In general your code most likely doesn't fail on strcpy (it can if you write enough data to access some forbidden addresses but most likely it is not the case) - it fails when it returns from the foo function. strcpy just overwrote the next instruction pointer which points to the next instruction after the foo function. So the instruction pointer is filled with the data from the "012345678901345678" string and tries to fetch the next instruction from the 'junky' address and fails due to the mentioned above reasons.

This "method"/bug is called a " buffer overflow attack " and widely used among hackers to make your code (and more often OS/BIOS/VMM/SMM code which is executed with higher privileges) execute malicious code provided by the hacker. Just make sure to overwrite the instruction pointer with the address of the code that you prepared in advance.

Answer 2

The official, system agnostic answer is:

Your code writes data beyond the end of the destination array, the behaviour is undefined, anything can happen, including nothing at all or space probe crashed on Mars surface . Your observing no noticeable effect up to 8 bytes beyond the end of the buffer and a crash with a segmentation fault beyond that are possible effects of undefined behaviour, well within the expected outcome.

The extra implementation details you are interested in:

Actual behaviour will depend on many circumstances, for example which compiler you use, which OS and ABI (Application Binary Interface) etc.

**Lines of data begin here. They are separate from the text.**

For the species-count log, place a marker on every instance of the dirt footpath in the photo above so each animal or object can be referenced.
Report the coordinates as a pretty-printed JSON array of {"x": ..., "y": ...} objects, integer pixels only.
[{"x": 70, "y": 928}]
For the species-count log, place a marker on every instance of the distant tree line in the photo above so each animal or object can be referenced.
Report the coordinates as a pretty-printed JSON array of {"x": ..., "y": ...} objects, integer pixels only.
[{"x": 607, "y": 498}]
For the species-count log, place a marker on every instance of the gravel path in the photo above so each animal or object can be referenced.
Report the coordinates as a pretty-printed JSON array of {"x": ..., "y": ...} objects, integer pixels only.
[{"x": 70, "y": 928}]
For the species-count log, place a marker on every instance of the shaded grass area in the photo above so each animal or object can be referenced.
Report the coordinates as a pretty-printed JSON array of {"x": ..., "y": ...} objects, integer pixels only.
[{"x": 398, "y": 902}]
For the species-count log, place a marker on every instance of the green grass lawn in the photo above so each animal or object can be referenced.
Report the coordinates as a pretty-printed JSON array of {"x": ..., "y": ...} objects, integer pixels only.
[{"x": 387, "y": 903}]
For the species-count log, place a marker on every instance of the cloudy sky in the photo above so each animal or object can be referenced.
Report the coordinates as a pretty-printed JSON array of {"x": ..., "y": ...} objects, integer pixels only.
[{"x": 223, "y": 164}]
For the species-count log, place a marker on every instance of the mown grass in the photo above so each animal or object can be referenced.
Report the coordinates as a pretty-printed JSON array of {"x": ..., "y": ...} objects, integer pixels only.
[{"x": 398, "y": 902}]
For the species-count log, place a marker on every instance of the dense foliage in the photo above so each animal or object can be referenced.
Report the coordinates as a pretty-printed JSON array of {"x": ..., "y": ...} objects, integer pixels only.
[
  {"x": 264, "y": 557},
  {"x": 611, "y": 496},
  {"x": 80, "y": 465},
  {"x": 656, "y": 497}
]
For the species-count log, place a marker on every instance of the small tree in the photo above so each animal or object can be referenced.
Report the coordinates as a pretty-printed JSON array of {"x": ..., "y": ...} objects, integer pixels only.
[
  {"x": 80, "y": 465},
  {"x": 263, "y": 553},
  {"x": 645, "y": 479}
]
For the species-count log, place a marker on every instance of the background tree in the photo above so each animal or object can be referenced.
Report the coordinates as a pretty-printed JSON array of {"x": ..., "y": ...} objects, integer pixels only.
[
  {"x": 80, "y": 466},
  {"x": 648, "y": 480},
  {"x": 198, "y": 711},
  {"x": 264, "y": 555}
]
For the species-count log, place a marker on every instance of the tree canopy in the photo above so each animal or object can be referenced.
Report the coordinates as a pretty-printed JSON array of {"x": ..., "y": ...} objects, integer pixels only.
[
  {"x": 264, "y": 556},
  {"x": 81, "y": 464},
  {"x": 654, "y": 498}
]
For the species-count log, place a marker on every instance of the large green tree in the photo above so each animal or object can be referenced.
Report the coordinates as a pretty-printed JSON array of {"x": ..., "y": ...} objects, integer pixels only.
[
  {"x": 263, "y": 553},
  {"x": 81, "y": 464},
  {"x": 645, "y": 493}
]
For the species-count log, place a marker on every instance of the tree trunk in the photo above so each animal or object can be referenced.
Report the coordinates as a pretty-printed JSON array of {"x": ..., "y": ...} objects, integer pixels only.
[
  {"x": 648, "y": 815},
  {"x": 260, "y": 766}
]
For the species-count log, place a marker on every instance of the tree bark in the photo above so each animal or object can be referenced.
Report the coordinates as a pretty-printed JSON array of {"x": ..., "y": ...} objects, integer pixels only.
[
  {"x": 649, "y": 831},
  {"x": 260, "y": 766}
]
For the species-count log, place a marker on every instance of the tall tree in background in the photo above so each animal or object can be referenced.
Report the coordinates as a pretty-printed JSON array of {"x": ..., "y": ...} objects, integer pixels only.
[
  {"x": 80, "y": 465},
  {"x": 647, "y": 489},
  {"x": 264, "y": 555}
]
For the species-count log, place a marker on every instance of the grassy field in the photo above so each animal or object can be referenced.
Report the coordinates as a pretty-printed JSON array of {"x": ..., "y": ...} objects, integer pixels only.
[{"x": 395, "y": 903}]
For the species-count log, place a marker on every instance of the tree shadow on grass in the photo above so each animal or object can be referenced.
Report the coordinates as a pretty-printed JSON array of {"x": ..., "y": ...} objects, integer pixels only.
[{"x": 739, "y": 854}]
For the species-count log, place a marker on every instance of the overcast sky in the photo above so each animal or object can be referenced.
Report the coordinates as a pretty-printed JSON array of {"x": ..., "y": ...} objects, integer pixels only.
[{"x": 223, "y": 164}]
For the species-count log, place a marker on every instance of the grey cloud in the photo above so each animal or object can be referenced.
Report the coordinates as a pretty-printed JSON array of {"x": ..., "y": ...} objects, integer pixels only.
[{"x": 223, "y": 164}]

Your program is compiled and executed in a 64 bit Windows environment. In this environement, the stack is kept aligned on 64 bit boundaries, or possibly 16 byte boundaries to allow direct loading and storing of the MMX registers from/to stack locations. The array buffer[10] occupies 16 bytes on the stack. Given how the stack is established on this processor, it will be located just below locations used by function foo to store any saved registers and the return address into the caller function main . Whether the extra 6 bytes are before or after the array is a choice for the compiler to make. It could use this space for other local variables or just ignore it.

Writing beyond the end of buffer may be harmless for up to 6 bytes if the padding is after the array, might not have any noticeable effect for another 8 bytes (clobbering the saved rbp register, which is unused in main after the call), but will start having bad side effects beyond that, because you will be overwriting the return address.

When you overwrite the return address, the processor will not return from function foo to the caller main , but to whatever address is stored on the stack and was corrupted by the offending code. If this corrupted address points to executable code, that code will be executed with potential harmful consequences... Hackers do exactly this: they carefuly craft an exploit that manages to store some harmful code at a known location in executable memory and take advantage of the buffer overflow code to store the address of said code in the stack location for the return address.

In your case, the location pointed to by the corrupted return address might not be executable, triggering the segmentation fault you observe.

I suggest your try and compile your code on this site to see the actual assembly code generated under various compiler options: http://gcc.godbolt.org/#

Answer 3

The next entry in stack is function address witch in 64 bit system must be aligned to 8, thus there is enough space for 16 characters.

You can verify this by declaring an int variable after array. Int will be aligned to 4 and there will be less space for characters so program will crash on lower number.